Crohn’s disease and ulcerative colitis are the two main forms of Inflammatory bowel disease (IBD) and involve inflammation of the gut. Celiac disease also causes inflammation of the small intestine which in turn can lead to the person being unable to absorb nutrients.

IBD and Celiac disease are both examples of autoimmune conditions which means that a persons’ immune system mistakenly attacks the body’s healthy tissues and cells.

Autoimmune conditions affect hundreds of thousands of people in the UK and are often life-changing.

We still know very little about why autoimmunity develops. Existing treatments rarely provide a cure, and largely aim to manage the person’s symptoms and restore their immune system to a healthy level of functioning.

  • More than 80 autoimmune diseases have been identified.

  • 240,000 people in the UK are affected by inflammatory bowel disease.

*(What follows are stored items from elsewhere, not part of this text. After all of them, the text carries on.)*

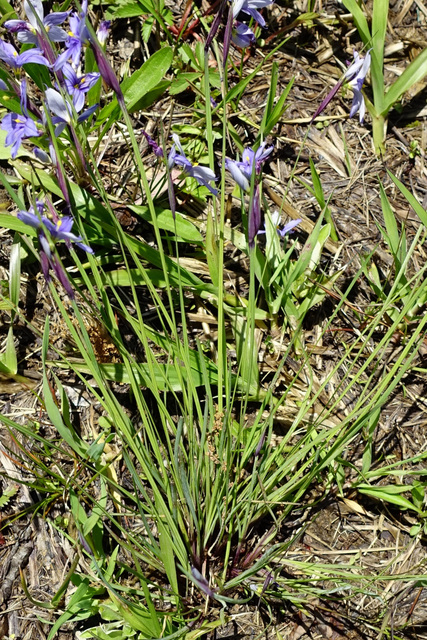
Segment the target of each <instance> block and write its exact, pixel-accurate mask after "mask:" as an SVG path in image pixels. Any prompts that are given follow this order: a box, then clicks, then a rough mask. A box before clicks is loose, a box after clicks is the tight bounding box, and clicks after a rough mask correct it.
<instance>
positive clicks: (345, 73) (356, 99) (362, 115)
mask: <svg viewBox="0 0 427 640" xmlns="http://www.w3.org/2000/svg"><path fill="white" fill-rule="evenodd" d="M353 56H354V62H353V64H351V65H350V66H349V68H348V69H347V71H346V72H345V74H344V76H343V77H342V78H341V79H340V80H339V81H338V82H337V84H336V85H335V86H334V87H333V88H332V89H331V91H330V92H329V93H328V95H327V96H326V98H325V99H324V100H323V101H322V102H321V103H320V105H319V107H318V108H317V109H316V111H315V113H314V115H313V117H312V118H311V122H313V120H314V119H315V118H317V116H318V115H320V114H321V113H322V111H323V110H324V109H325V107H326V106H327V105H328V104H329V103H330V102H331V100H332V98H333V97H334V96H335V95H336V94H337V93H338V91H339V89H340V88H341V87H342V85H343V84H344V82H345V80H347V81H348V84H349V85H350V86H351V88H352V89H353V103H352V105H351V109H350V118H352V117H353V116H354V115H355V114H356V113H357V112H358V111H359V122H360V124H362V123H363V120H364V118H365V113H366V105H365V100H364V98H363V94H362V85H363V83H364V81H365V78H366V75H367V73H368V71H369V67H370V66H371V54H370V50H369V51H367V53H366V56H365V57H364V58H361V57H360V56H359V54H358V53H357V51H354V52H353Z"/></svg>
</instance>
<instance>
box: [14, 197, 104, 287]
mask: <svg viewBox="0 0 427 640" xmlns="http://www.w3.org/2000/svg"><path fill="white" fill-rule="evenodd" d="M44 209H45V204H44V203H43V202H41V201H40V200H37V201H36V211H35V210H34V207H33V206H31V207H30V208H29V210H28V211H19V212H18V218H19V219H20V220H21V221H22V222H24V223H25V224H28V225H29V226H30V227H32V228H33V229H36V230H37V232H38V238H39V243H40V248H41V250H40V263H41V267H42V271H43V275H44V277H45V280H46V282H50V281H51V275H50V271H51V270H52V271H53V272H54V273H55V275H56V277H57V278H58V280H59V281H60V283H61V284H62V286H63V287H64V289H65V290H66V292H67V293H68V295H69V296H70V298H74V291H73V289H72V287H71V284H70V281H69V279H68V276H67V273H66V272H65V270H64V268H63V266H62V264H61V261H60V260H59V258H58V256H57V255H56V254H55V252H54V247H55V245H56V244H57V243H58V242H61V241H64V242H65V244H66V245H67V247H68V249H71V244H72V243H74V244H75V245H76V246H77V247H79V248H80V249H82V250H83V251H86V253H93V249H91V248H90V247H88V246H87V245H86V244H84V243H83V242H82V238H81V237H80V236H76V235H75V234H74V233H71V229H72V226H73V218H72V217H71V216H64V217H63V218H57V220H56V221H55V222H52V221H51V220H49V218H47V217H46V216H44V215H43V213H44Z"/></svg>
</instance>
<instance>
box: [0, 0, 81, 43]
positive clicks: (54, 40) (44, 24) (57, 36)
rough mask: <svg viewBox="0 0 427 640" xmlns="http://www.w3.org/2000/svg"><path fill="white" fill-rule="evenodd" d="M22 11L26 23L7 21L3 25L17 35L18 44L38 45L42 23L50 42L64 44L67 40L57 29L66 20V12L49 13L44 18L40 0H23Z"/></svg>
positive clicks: (62, 11) (22, 21)
mask: <svg viewBox="0 0 427 640" xmlns="http://www.w3.org/2000/svg"><path fill="white" fill-rule="evenodd" d="M24 9H25V13H26V14H27V17H28V22H25V20H7V21H6V22H5V23H4V26H5V27H6V29H8V30H9V31H11V32H12V33H17V34H18V36H17V37H18V40H19V41H20V42H25V43H32V44H38V43H39V41H38V36H39V35H40V34H41V29H40V23H43V26H44V29H45V31H46V33H47V34H48V37H49V40H51V42H64V41H65V40H66V39H67V38H68V35H67V32H66V31H65V30H64V29H61V28H60V27H59V25H60V24H62V23H63V22H64V20H66V19H67V17H68V11H61V12H53V13H49V15H47V16H46V17H45V15H44V10H43V4H42V2H41V0H31V2H28V0H24Z"/></svg>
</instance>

  • 1 in 100 people suffer from celiac disease, although only 10-15% of those who have it are diagnosed.

What we did

Researchers at King’s College London and University College London have been building on existing research and have discovered that an immune molecule named T-bet has a key role in the development of IBD and celiac disease.

They have also found that IBD often develops when this molecule behaves abnormally.

This is a crucial development in our current understanding, as it will hopefully allow us to develop treatments to target the genetic bases of these diseases directly.

news-090718-Graham-Lord

How this will change care

“Our research outlines a specific focus for the development of new treatments for IBD and celiac disease which have such a profound effect on sufferers. While there is still a great deal of work to be done before this work results in new treatments for patients, it is a significant breakthrough.”

Professor Graham Lord, co-senior author on the study and Director of the NIHR BRC at Guy’s and St Thomas’ and King’s College London.

About the study

The study was supported by the NIHR Guy’s and St Thomas’ Biomedical Research Centre.

Further information

This study was supported by grants awarded by the NIHR BRC at Guy’s and St Thomas’ NHS Foundation Trust and King’s College London, Wellcome Trust, the Medical Research Council (MRC) and the Biotechnology and Biological Sciences Research Council (BBSRC).